Luke and Brian Comer are Irish billionaire property developers and the founders and owners of the Comer Group, a privately owned UK-based international property development company.

==Early life==
The Comer brothers come from Glenamaddy, County Galway, in Ireland. Luke is the older brother, born in November 1957; Brian was born in January 1960. The brothers left school in their early teens to work as plasterers.

==Property development career==
After moving to London in 1984, working first as plasterers, the brothers into property development. Since then their focus has shifted to Germany and then to Ireland in 2010, in their quest for value for money.

The brothers' projects include the conversion of the listed Friern Hospital (formerly Colney Hatch Asylum) to residential accommodation in the mid-1990s as Princess Park Manor.

The Comers invested more than €75 million in property purchases in Ireland, the UK, and Germany in a six-month period (November 2015-April 2016) and reported plans to invest an additional €200 million in the 18 months to follow. In 2017, two farmers in Ireland filed suit against the brothers over land rights to five acres of grazing territory in north county Dublin.

In 2018, the Comers purchased Kilmartin House, a 111-acre piece of land in Dublin 15 to be used for a residential development. In May 2018 it was reported that the Beckett Building, which was purchased by the Comer Brothers in 2013 for roughly €5 million, was sold to Kookmin Bank for €101 million.

According to the Sunday Times Rich List in 2026, the brothers had a net worth of £946 million.

=== Mast Quay Phase II ===

In September 2023, Greenwich Council ordered the demolition of the Comer Group project Mast Quay Phase II in the Woolwich Dockyard area of southeast London, after 26 major deviations from the planning permission granted in 2012 were highlighted.

==Galway United==
Since 2013 the brothers have sponsored Galway United and invested several million in the club. In March 2022 the Galway United Friends Co-operative Society voted to allow a bid by the Comer Group to become the majority owners of the club.

==Horse racing==
Luke Comer, who is resident in Monaco for tax purposes, breeds and trained race horses in Ireland.
In September 2023 his trainer's licence was suspended for three years after twelve of his horses tested positive for anabolic steroids. He was fined €60,000 for the positive tests and an additional €5,000 for having incorrectly told the Irish Horseracing Regulatory Board (IHRB) that he had an unblemished record. He was also ordered to pay 80% of the IHRB's legal costs, amounting to a bill of around £644,000. In June 2024, he lost an appeal against the suspension.

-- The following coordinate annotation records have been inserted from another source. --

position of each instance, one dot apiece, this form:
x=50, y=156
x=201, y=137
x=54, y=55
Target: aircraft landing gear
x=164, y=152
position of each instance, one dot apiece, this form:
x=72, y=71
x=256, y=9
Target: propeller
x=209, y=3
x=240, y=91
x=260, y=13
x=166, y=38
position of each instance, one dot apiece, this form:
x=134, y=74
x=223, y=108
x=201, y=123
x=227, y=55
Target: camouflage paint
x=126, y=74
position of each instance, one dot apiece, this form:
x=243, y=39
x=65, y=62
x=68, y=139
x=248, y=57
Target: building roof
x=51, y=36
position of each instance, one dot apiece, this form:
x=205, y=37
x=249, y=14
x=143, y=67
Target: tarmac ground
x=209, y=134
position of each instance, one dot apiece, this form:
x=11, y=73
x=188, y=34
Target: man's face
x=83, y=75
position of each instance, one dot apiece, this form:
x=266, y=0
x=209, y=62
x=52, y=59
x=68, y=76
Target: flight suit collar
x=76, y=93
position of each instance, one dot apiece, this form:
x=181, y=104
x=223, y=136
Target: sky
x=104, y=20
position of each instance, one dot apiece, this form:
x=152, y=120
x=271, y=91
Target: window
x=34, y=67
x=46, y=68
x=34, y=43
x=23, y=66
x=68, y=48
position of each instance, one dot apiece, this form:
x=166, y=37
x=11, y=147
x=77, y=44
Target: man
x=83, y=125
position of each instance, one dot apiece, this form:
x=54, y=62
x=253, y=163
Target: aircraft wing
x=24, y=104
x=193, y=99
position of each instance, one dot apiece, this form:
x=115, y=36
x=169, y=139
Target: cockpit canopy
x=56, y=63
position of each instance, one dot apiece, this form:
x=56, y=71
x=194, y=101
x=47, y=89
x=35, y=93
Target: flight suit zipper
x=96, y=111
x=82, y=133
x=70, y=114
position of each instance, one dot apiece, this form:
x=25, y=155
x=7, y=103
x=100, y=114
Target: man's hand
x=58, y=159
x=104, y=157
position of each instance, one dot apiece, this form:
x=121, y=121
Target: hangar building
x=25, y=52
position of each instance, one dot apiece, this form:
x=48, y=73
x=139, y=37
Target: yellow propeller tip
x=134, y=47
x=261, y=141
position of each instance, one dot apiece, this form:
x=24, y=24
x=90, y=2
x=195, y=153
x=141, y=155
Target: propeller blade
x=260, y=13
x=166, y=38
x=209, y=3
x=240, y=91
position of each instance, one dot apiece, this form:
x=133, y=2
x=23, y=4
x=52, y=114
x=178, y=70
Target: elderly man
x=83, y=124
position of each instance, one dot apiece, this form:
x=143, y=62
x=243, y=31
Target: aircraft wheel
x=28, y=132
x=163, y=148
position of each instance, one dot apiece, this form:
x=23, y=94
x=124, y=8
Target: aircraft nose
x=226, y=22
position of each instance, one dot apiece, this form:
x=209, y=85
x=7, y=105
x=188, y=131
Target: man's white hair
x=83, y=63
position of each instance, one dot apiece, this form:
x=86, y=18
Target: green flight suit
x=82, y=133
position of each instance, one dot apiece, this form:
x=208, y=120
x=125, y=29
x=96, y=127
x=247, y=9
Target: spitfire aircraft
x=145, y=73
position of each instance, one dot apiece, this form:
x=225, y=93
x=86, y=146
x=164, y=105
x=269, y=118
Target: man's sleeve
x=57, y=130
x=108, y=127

In August 2024 Luke Comer's son, Luke Comer junior, had his licence suspended by the IHRB and was ordered to pay €20,000 to Treo Eile (an organisation for rehoming and retraining retired racehorses) after horse carcases were found on his land.

In September 2026, Luke Comer senior was disqualified from racing as he had failed to pay the IHRB €1,391,197.80 owed to them. As a disqualified person, he is no longer allowed to train or own any horse entered in a race or to enter a racecourse except as a member of the public.